What The Government Can Do (Realistically)
- Fast-Track Industrial Projects
Reduce 24-month approval timelines to 120 days - Establish Sector-Based Job Creation Compacts
- Maritime & Ship Repair (Walvis Bay, Lüderitz)
- Green Hydrogen Corridor
- Transport & Logistics Superhub
- Uranium → Nuclear Research Partnerships
- Fishing → Processing & Value-Add Onshore
3. National Skills Pipeline
A skills system linked directly to upcoming sectors:
- Welders / Fitters / Electricians / Marine Engineers
- Hydrogen Technicians
- Uranium Processing Techs
- Port Operations & Logistics Controllers
What the Private Sector Must Commit To
- Stop Gatekeeping Jobs behind degrees where skill is enough
Competency frameworks > Certificates - Apprenticeships as a Hiring Strategy, Not CSR
Every factory, mine, port, plant, and shipyard must train. - Stop Exporting All Value
Invest in Namibia first, diversify later.
Private sectors cannot demand pro-business policy
while refusing to become pro-Namibia.
What the Public Must Also Accept
This is the hardest part to say, but I’ll say it:
A job is not created because you want one.
A job is created because value can be generated.
This means:
- Not every job will be in an air-conditioned office
- Not every job will be a management job
- Not every job will match your degree
We need to restore dignity to practical work:
- Welding is noble
- Carpentry is noble
- Fishing is noble
- Farming is noble
- Repair is noble
- Maintenance is noble
And every job that feeds a family is noble.

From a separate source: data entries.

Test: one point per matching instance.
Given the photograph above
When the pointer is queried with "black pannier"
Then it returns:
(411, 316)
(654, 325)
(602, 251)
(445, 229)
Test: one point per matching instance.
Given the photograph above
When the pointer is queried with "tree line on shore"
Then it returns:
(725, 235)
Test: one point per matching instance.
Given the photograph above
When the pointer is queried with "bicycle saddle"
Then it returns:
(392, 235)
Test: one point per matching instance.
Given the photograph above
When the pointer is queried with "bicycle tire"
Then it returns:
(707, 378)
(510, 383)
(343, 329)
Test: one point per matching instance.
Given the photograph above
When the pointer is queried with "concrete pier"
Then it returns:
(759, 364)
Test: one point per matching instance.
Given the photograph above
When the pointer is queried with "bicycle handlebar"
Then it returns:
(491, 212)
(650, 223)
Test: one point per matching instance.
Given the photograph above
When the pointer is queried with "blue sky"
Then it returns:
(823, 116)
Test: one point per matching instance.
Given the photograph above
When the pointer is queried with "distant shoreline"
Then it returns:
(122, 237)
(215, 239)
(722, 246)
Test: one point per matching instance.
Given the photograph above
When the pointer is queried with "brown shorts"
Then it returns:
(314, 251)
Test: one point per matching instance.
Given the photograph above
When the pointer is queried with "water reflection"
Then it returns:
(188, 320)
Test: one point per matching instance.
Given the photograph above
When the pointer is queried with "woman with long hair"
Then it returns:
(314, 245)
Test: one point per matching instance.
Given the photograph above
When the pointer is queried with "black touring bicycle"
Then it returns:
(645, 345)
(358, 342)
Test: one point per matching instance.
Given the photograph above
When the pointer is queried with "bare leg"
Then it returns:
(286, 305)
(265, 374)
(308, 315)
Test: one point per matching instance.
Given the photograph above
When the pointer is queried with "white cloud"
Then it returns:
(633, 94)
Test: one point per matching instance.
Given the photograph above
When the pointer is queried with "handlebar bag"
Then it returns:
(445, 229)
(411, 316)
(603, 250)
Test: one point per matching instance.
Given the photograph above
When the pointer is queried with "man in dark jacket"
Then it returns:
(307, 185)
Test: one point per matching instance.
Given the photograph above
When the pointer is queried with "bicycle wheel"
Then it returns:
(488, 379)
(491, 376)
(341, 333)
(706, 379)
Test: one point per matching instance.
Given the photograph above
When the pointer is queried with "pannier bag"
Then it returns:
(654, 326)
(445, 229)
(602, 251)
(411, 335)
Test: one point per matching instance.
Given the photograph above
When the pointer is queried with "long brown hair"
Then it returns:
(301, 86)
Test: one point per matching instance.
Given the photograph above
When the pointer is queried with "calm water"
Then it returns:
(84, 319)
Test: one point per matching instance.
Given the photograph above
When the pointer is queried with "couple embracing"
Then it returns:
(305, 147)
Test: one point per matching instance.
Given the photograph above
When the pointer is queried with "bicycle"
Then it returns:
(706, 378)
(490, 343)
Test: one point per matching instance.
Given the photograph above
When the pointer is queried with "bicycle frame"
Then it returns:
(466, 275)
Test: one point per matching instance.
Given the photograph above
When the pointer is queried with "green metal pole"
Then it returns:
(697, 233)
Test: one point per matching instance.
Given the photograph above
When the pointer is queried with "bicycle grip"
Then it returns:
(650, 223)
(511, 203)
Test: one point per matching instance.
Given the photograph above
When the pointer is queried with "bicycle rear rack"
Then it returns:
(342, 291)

10 Practical Measures to Immediately Reduce Unemployment
| Measure | Impact |
| Industrial tax incentives tied to hiring | Job creation & skills transfer |
| Digital national permit system | Faster investment cycle |
| Free training for unemployed youth (vocational) | Skill-to-job pipeline |
| A Namibian Sovereign Employment Fund | Co-finance youth job placements |
| Green Hydrogen & Maritime Training Academies | Prepare for future economy |
| Duty reductions on manufacturing machinery | Boost industrialisation |
| Incentives for companies hiring apprentices | Reduce “no experience” trap |
| Diaspora Skills Program | Bring expertise home temporarily |
| Ban degree inflation for non-degree jobs | Unlock practical hiring |
| Repair & Maintenance Industry Grants | Shipyard, port, mining → instant jobs |
A Hard Truth in Closing
Namibia does not have a job shortage. It has a capacity shortage.
We have:
- Land
- Minerals
- Ports
- Ocean
- Energy potential
- Human capital
We are not poor.
We are underdeveloped in the places that produce opportunity.

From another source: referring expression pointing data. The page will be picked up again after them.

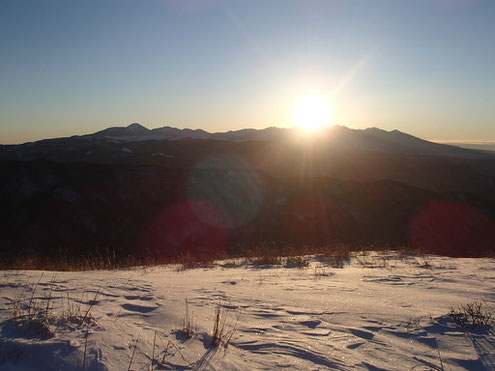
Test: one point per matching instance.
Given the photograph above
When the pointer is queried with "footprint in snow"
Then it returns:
(311, 323)
(138, 308)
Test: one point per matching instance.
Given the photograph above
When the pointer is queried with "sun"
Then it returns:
(312, 112)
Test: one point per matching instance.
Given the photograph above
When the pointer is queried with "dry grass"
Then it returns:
(224, 326)
(472, 316)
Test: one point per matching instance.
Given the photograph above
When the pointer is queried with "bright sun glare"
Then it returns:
(312, 112)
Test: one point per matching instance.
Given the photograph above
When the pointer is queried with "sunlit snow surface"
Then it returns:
(381, 311)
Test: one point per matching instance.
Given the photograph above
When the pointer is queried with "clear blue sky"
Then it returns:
(426, 67)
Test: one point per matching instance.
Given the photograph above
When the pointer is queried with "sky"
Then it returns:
(425, 67)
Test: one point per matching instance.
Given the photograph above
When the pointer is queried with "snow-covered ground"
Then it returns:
(381, 311)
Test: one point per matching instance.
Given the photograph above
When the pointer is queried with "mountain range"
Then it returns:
(172, 191)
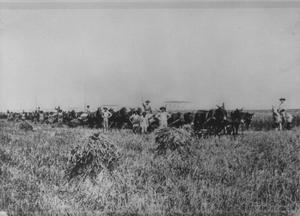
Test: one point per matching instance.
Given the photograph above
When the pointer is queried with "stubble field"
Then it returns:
(257, 173)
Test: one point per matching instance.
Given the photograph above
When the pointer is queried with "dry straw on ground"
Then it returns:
(172, 139)
(88, 159)
(25, 126)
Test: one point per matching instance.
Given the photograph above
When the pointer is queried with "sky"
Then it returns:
(247, 58)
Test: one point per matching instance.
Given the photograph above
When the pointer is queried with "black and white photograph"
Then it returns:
(149, 107)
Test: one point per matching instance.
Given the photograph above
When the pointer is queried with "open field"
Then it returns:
(254, 174)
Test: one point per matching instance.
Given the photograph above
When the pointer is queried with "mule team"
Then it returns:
(144, 120)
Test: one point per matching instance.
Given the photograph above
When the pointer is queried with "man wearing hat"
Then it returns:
(147, 107)
(106, 115)
(163, 117)
(281, 109)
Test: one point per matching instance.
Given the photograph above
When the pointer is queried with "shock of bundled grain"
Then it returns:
(24, 125)
(88, 159)
(172, 139)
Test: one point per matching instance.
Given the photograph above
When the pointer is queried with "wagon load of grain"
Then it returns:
(172, 139)
(88, 159)
(24, 125)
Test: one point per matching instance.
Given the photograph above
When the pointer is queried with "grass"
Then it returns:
(263, 120)
(254, 174)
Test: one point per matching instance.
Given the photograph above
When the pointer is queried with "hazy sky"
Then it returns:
(244, 57)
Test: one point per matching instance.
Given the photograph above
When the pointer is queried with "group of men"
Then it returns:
(141, 121)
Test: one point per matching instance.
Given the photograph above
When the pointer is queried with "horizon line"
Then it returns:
(165, 4)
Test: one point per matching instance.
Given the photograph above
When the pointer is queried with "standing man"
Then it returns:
(144, 123)
(147, 107)
(163, 117)
(87, 109)
(135, 121)
(281, 109)
(106, 115)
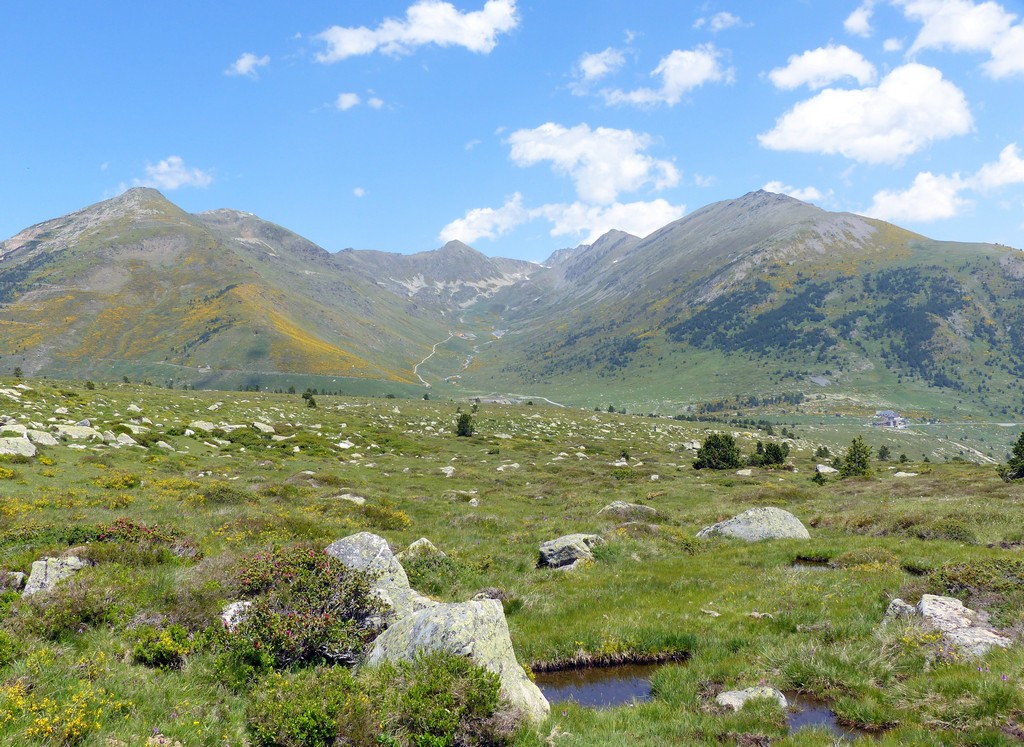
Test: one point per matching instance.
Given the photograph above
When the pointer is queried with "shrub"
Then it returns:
(719, 452)
(162, 648)
(311, 708)
(308, 608)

Namibia will not reduce unemployment through hope alone.
Not through slogans.
Not through elections.
Not through blame.
Not through anger.
But through capability.
Through science.
Through skills.
Through industrial design.
Through policy that rewards performance.
This is not optimism.
This is engineering.
And engineering works when you build.
Unemployment is not a political failure.
It is a national systems failure.
We fix systems — and the jobs will come.
Please note:
This is not a definitive account.
It’s the beginning of a conversation I hope you will join.